Core Concepts
A simple combination of Low-Rank Adaptation (LoRA) and Gaussian Stochastic Weight Averaging (SWAG) can effectively enable approximate Bayesian inference in large language models, improving their generalization and calibration.
Abstract
The paper proposes a method that combines Low-Rank Adaptation (LoRA) and Gaussian Stochastic Weight Averaging (SWAG) to enable efficient and effective Bayesian adaptation of large language models (LLMs).
Key highlights:
LLMs often suffer from overconfidence and poor calibration, especially when fine-tuned on small datasets.
LoRA enables parameter-efficient fine-tuning of LLMs by introducing low-rank adaptation matrices, but the resulting models still exhibit poor calibration.
The authors integrate SWAG, a simple Bayesian inference method, with LoRA to obtain an approximate Bayesian treatment of the LoRA parameters.
Through extensive testing on NLP benchmarks, the authors demonstrate that their SWAG-LoRA approach improves model generalization and calibration compared to standard LoRA fine-tuning, MC Dropout, and LoRA ensembles.
The authors also show that their method exhibits greater robustness against distribution shift, outperforming more sophisticated techniques like Laplace-LoRA on out-of-distribution tasks.
The key advantages of the proposed method are its simplicity, computational efficiency, and consistent improvements in accuracy and calibration across various datasets.
Stats
Fine-tuning large language models on the full set of weights is inefficient and prohibitively expensive.
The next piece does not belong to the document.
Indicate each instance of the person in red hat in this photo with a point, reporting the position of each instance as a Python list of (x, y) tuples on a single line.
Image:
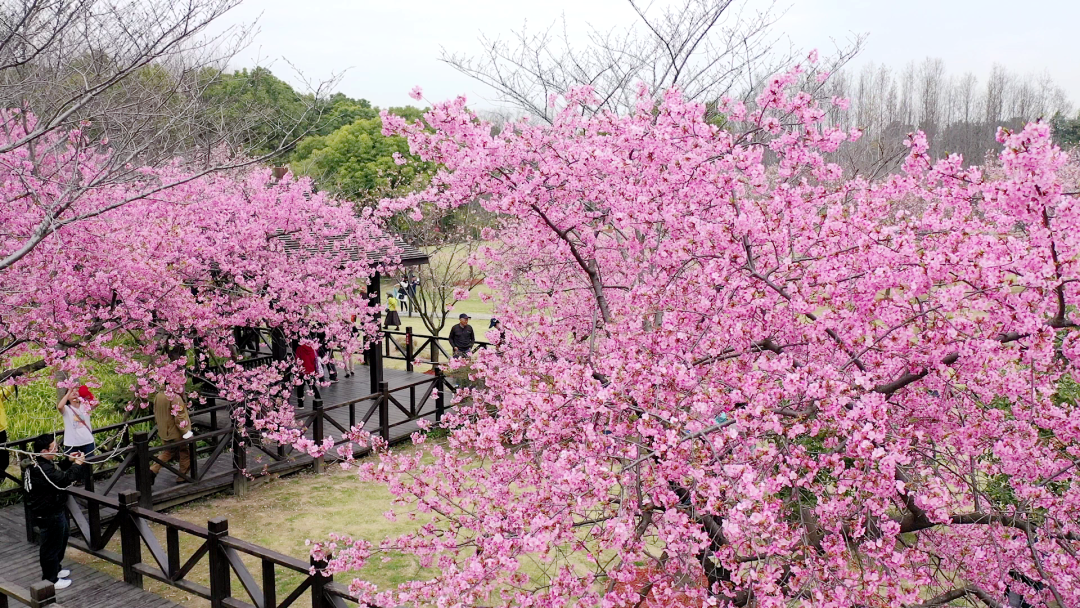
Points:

Large language models often suffer from overconfidence and poor calibration, especially when fine-tuned on small datasets.
Low-Rank Adaptation (LoRA) can enable parameter-efficient fine-tuning of large language models, but the resulting models still exhibit poor calibration.
Quotes
"Fine-tuned Large Language Models (LLMs) often suffer from overconfidence and poor calibration, particularly when fine-tuned on small datasets."
"We propose a simple combination of Low-Rank Adaptation (LoRA) with Gaussian Stochastic Weight Averaging (SWAG), facilitating approximate Bayesian inference in LLMs."
"Through extensive testing across several Natural Language Processing (NLP) benchmarks, we demonstrate that our straightforward and computationally efficient approach improves model generalization and calibration."